The announcement was strongly signalled over the weekend, but still comes as a shock to those who recall Keane’s blazing rows with the team management and national organisation as Irish team captain over a decade ago.

The FAI (Football Association of Ireland) said details of the deal had still to be finalised, but that the appointment process with Martin O’Neill and Roy Keane was “at an advanced stage”.

It is understood that the unveiling of the pair was delayed until Saturday because both O’Neill and Keane are working this week as television commentators.

Keane’s soccer playing abilities are not questioned after his years as a game-changing midfielder for Manchester United and Ireland. However, his volatile temperament is very well known, and his performance in management has had mixed results in recent years.

The Corkman’s infamous decision in 2002 to abandon Ireland’s World Cup effort in Korea and Japan over a perceived lack of commitment by the FAI, management and other players created international headlines and polarised the Irish public.

From Kilrea in County Derry, former Celtic boss Martin O’Neill is friends with Keane and also has a reputation as a combustible and outspoken manager. After managing Celtic and a string of topflight English teams including Aston Villa and Sunderland, his managerial experience is not questioned.

Nevertheless, the hiring of the ‘dream team’ duo to replace the departing Italian veteran, Giovanni Trapattoni, has amazed the soccer world and again placed the FAI on front pages.

The combined package is set to cost the FAI over €2m a year, partly funded by scandal-plagued Irish billionaire Denis O’Brien.
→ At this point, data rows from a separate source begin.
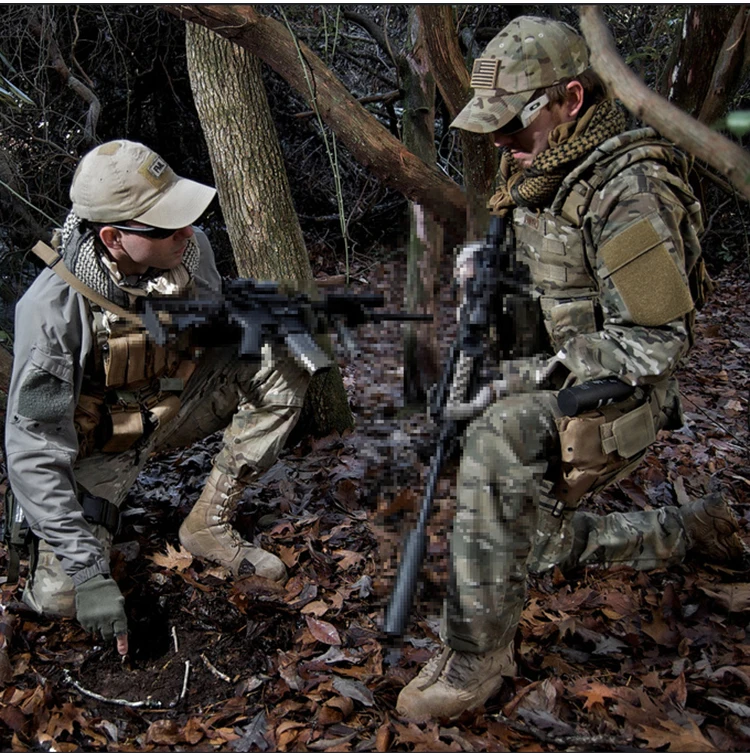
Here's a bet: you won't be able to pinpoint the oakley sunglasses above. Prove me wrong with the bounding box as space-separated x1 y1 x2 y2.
109 223 182 241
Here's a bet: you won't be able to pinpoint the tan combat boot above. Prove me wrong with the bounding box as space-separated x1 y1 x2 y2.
396 643 516 720
680 491 750 569
180 467 287 583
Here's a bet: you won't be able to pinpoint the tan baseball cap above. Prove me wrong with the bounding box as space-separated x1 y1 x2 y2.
70 140 216 229
451 16 589 133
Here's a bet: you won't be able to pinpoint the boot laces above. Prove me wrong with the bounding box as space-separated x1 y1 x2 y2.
420 646 486 690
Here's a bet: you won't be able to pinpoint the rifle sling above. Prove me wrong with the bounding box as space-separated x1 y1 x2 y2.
31 241 143 327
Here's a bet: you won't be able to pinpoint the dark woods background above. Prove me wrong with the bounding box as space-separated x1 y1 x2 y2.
0 5 747 320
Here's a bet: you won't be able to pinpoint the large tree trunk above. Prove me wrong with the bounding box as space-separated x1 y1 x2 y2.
398 9 443 405
161 5 466 234
417 5 497 240
659 4 750 125
186 25 354 438
186 24 312 283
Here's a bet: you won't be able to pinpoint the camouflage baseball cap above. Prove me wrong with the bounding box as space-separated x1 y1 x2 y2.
451 16 589 133
70 140 216 229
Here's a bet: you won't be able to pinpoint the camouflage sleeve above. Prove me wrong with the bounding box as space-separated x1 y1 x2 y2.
557 165 697 384
5 270 109 582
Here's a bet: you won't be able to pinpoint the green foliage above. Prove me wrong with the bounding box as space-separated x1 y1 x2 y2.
714 110 750 138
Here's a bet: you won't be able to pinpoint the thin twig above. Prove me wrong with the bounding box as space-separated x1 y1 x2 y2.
179 661 190 706
201 654 232 682
681 395 748 450
63 669 164 709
The rest of the management team has yet to be confirmed.

Ireland have been without a permanent manager since the September departure of Giovanni Trapattoni, after which the experienced O’Neill quickly became a leading candidate.
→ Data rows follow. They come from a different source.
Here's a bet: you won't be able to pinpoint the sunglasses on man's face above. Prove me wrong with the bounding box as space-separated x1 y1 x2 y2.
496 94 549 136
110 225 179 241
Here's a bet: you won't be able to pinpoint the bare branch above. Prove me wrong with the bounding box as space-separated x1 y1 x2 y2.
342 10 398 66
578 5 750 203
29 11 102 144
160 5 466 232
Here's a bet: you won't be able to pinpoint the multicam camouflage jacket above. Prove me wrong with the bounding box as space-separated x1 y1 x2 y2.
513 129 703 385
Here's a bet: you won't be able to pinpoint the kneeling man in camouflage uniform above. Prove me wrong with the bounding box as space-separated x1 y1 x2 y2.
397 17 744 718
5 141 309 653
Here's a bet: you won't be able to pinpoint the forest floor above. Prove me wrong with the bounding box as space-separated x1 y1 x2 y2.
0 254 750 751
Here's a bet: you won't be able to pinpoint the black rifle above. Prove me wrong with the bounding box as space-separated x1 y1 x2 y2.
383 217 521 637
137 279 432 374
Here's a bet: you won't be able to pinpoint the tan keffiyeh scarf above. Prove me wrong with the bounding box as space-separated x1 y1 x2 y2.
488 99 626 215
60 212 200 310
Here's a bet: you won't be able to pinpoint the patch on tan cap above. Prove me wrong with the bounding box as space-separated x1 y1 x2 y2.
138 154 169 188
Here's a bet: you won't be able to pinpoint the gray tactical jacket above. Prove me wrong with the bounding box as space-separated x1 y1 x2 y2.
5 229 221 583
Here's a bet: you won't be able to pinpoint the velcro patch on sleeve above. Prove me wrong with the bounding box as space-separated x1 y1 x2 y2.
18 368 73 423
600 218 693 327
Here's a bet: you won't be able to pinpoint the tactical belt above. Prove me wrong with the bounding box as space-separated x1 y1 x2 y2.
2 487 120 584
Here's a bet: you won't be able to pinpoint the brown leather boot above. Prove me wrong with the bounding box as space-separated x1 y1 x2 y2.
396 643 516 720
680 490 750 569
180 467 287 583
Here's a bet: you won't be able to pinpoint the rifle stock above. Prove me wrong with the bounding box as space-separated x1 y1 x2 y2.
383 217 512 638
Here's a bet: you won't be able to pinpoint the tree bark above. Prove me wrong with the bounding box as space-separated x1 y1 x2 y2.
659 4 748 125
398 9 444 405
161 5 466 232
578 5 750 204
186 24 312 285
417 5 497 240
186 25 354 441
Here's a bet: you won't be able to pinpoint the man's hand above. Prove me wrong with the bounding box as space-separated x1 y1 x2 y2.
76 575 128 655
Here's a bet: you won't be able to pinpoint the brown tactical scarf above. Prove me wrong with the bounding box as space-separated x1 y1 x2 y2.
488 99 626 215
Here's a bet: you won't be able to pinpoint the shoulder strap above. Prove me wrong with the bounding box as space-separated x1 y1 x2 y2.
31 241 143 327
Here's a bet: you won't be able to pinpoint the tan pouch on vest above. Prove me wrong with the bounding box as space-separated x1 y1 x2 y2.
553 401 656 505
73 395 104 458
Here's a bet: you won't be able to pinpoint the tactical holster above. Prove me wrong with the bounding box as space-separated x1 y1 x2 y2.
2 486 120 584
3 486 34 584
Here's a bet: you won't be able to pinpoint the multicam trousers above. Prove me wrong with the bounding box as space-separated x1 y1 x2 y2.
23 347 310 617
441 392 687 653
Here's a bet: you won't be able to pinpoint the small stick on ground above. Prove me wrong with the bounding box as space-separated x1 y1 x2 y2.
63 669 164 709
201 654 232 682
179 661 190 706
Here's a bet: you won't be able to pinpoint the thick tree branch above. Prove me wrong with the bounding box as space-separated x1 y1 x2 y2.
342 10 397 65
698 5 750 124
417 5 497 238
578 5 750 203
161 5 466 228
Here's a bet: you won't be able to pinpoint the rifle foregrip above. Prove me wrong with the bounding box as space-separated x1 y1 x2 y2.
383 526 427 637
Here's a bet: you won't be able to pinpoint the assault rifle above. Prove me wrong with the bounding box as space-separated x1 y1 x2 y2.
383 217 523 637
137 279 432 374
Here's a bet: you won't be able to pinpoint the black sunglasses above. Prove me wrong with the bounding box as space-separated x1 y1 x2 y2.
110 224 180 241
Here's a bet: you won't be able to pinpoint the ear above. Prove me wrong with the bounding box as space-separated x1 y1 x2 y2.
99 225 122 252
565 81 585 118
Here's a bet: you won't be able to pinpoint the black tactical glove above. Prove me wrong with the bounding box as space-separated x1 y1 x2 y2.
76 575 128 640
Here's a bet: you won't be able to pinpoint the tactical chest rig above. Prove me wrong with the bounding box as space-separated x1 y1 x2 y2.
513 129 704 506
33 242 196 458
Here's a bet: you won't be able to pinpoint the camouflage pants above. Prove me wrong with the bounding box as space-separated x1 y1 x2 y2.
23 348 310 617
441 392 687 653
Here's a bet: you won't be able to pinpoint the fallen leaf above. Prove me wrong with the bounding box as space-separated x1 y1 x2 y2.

FAI chief John Delaney, who has clashed sharply with Keane in the past and remains a controversial figure in his own right, said today that the pair have set aside their differences and can work together.
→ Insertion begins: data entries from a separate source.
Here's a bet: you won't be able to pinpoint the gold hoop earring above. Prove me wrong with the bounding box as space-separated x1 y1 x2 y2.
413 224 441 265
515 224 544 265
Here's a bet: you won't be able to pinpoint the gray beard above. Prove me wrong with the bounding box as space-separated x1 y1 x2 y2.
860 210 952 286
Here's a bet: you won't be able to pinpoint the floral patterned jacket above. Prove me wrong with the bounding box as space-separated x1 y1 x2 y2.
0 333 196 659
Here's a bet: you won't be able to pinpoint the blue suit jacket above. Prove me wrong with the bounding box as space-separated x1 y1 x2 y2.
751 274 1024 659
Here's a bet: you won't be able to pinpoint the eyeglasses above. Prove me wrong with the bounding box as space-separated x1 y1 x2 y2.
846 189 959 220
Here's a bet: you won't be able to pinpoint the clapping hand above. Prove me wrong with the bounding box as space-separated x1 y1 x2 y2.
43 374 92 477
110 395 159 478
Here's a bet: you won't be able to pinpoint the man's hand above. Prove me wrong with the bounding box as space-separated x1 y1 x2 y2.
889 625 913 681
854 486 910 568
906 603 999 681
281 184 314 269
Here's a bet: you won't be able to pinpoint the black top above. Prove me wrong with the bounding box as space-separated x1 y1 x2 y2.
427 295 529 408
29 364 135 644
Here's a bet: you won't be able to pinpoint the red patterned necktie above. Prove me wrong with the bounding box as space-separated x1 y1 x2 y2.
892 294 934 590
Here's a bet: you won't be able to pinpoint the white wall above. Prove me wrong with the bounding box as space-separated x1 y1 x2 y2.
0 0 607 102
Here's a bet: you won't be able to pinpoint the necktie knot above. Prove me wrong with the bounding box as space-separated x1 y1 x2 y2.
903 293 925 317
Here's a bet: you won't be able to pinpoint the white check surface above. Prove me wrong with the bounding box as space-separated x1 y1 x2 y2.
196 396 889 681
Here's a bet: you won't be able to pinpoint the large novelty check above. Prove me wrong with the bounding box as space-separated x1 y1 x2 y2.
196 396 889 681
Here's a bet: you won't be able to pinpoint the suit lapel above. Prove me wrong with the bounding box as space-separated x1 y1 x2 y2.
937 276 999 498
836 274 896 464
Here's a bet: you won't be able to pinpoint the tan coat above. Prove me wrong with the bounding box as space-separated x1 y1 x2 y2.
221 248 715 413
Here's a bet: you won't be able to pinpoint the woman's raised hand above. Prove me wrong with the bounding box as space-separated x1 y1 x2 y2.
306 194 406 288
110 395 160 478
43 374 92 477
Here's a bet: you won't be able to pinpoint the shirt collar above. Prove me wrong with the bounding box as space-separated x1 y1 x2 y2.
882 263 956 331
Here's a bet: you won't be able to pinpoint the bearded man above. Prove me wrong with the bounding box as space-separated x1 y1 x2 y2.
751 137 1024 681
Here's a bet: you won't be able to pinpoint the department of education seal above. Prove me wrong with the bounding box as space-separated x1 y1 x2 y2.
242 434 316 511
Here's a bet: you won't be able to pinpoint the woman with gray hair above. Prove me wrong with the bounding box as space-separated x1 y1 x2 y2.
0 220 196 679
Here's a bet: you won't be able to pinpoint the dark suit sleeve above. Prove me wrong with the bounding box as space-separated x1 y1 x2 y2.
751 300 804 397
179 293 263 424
Speaking on radio, he said he met Keane twice last week when their history was discussed for just “30 seconds”.

“It was about the future,” he remarked before adding: “the Roy Keane I met last week impressed me.” Delaney subsequently denied making disparaging comments about Keane at a recent supporters’ meeting.

He is optimistic, he says, about the prospect of Ireland qualifying for the European Championships in 2016 under the new management team and observed “with this appointment, please God, we’ll make Irish football great again.”